La nécessité d’une coopération internationale
De son côté, le Tony Blair Institute for Global Change indique plusieurs directions pour rendre l'IA plus écoénergétique. Par exemple, l'utilisation d'algorithmes optimisés et de matériels informatiques plus efficients pourrait réduire l'empreinte carbone des modèles.
Le think tank recommande plusieurs mesures politiques pour encourager le développement d'une IA verte. Parmi celles-ci, la création de mécanismes gouvernementaux pour intégrer les efforts d'IA et de durabilité, ainsi que des programmes de financement ciblés pour encourager l'innovation dans les technologies énergétiques avancées, comme le nucléaire modulaire et la géothermie.
La coopération internationale est nécessaire pour standardiser les métriques et les cadres de reporting, ce qui permettrait de comprendre l'impact global de l'IA sur la consommation d'énergie et les émissions de carbone. Le rapport suggère de tirer parti des forums internationaux pour coordonner les efforts et partager les meilleures pratiques, afin de promouvoir une adoption plus large des technologies d'IA verte.

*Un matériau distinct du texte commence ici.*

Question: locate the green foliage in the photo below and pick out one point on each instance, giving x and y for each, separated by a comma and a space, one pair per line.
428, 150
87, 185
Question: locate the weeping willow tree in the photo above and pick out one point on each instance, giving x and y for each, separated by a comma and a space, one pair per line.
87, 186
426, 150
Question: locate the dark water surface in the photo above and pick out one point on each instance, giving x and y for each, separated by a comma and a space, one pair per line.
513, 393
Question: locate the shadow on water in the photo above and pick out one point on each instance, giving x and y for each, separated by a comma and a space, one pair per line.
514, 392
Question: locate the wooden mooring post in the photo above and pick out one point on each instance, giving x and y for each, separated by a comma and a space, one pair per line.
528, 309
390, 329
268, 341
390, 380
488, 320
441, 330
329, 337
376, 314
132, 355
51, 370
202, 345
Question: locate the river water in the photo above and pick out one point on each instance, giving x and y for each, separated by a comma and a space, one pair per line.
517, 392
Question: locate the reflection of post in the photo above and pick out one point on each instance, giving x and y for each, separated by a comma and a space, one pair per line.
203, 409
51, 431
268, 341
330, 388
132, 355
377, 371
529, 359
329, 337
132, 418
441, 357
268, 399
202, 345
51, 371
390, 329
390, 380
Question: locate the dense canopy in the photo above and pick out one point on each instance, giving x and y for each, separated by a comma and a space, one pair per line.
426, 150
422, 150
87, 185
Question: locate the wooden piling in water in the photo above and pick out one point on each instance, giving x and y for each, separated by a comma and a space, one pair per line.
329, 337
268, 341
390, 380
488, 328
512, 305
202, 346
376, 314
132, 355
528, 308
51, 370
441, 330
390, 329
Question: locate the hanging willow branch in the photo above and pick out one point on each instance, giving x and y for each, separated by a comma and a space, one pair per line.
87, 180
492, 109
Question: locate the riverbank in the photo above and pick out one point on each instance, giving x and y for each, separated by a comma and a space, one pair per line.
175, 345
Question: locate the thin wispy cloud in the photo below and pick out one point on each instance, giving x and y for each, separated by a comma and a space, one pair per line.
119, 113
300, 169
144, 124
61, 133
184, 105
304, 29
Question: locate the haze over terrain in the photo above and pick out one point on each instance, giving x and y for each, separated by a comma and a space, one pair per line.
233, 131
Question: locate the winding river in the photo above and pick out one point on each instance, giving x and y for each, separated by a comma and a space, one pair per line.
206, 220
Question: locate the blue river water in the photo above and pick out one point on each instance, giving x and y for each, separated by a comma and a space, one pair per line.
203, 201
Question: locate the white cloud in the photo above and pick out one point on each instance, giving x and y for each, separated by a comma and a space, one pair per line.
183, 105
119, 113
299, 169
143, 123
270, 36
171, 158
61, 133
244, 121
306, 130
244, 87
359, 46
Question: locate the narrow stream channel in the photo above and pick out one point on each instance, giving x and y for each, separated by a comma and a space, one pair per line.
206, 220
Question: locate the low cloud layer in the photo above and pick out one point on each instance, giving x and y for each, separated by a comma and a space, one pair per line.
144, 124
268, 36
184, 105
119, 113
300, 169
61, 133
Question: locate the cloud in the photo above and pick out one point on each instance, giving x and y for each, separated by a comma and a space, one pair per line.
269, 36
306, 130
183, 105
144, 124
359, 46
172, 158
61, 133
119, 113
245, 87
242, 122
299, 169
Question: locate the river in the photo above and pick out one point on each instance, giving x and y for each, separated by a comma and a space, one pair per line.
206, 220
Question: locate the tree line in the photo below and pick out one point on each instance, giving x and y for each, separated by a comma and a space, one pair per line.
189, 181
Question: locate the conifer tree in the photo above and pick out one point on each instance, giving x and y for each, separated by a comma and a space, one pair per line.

Les géants de l’IA ont, pour certains, anticipé le problème. C’est notamment le cas de Sam Altman, CEO d’OpenAI, qui a personnellement investi dans Exowatt, qui mise sur l’énergie solaire pour rendre les centres de données plus verts, et la start-up de fusion nucléaire Helion Energy (lire Qant du 24 avril).
L’art de chercher à la fois le poison et le remède.